EXTREMISTAS

Autor foto, Imelda. R. Portillo
La forma más eficaz de seducción de que se vale la inteligencia es el silencio. Todo el mundo es sabio hasta que abre la boca. Pitágoras fue el primero en darse cuenta y prohibió a sus discípulos que hablaran acerca de sus doctrinas. Por eso se reía de ellos Isócrates diciendo que los pitagóricos son más admirados por lo que callan que los sabios por lo que pregonan.
Siguiendo esta filosofía del misterio y la oscuridad, los extremistas se están haciendo un lugar en el mapa de Europa. Agazapados en un rincón del panorama político, dejan que se agoste el discurso de sus adversarios y asoman la patita, ungidos de un populismo mesiánico, vendiéndose como salvadores de un mundo en declive. Es una película que ya hemos visto. Y sabemos cómo acaba. Por eso, a pesar de las voces que se levanten en contra, debemos celebrar sin escándalo el que en Alemania hayan decidido, después de setenta años de silencio, hacer una edición crítica del Mein Kampf de Hitler y distribuirlo por los colegios. Hágase la luz. No hay escrito ideológico que resista una buena edición crítica. Ni ideológico ni religioso.
Autor mosaico, Vito Cano
Si hicieran lo mismo con todos los libros sagrados que infectan el mundo igual averiguábamos que hacen menos bien que daño y que su prestigio está más fundamentado en la oscuridad que en el sentido común.
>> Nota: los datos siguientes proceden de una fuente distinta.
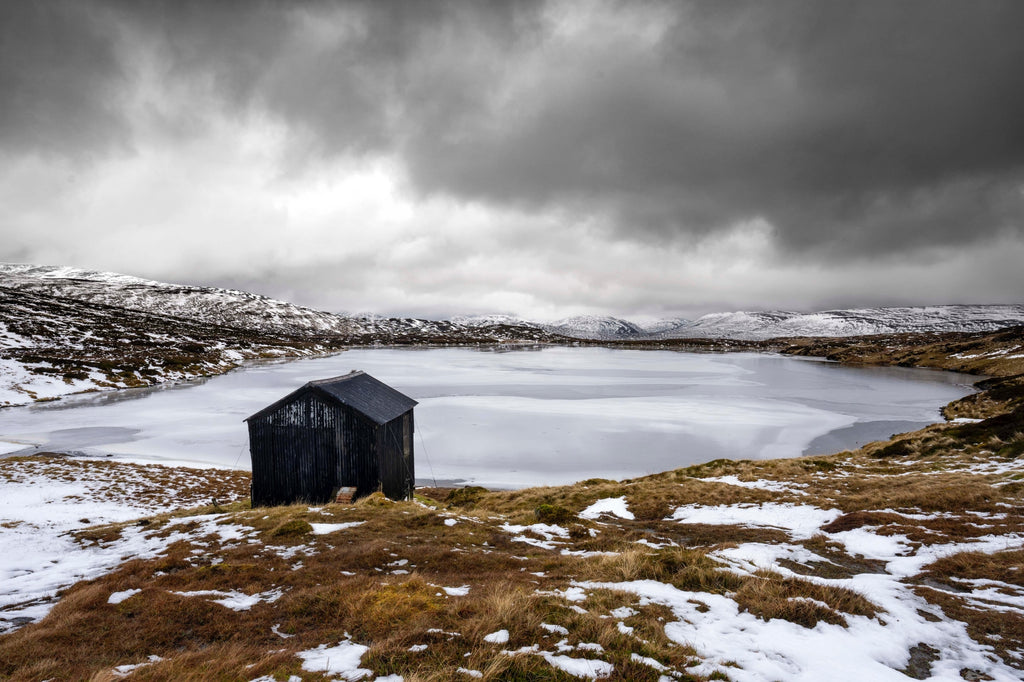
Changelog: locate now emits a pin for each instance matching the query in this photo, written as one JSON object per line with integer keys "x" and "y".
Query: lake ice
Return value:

La palabra de Jesucristo, por ejemplo, con ser tan moderna que ya en aquella época era parabólica, no soportaría una revisión crítica. Qué habría quedado para el hombre de haber seguido al pie de la letra lo de dar al César lo suyo y a Dios lo que corresponde. Las tres comidas diarias, los sindicatos obreros y la jornada de cinco días se lograron enseñando los colmillos tras una revisión crítica de la vieja doctrina, no poniendo la otra mejilla. A más luz, menos caverna.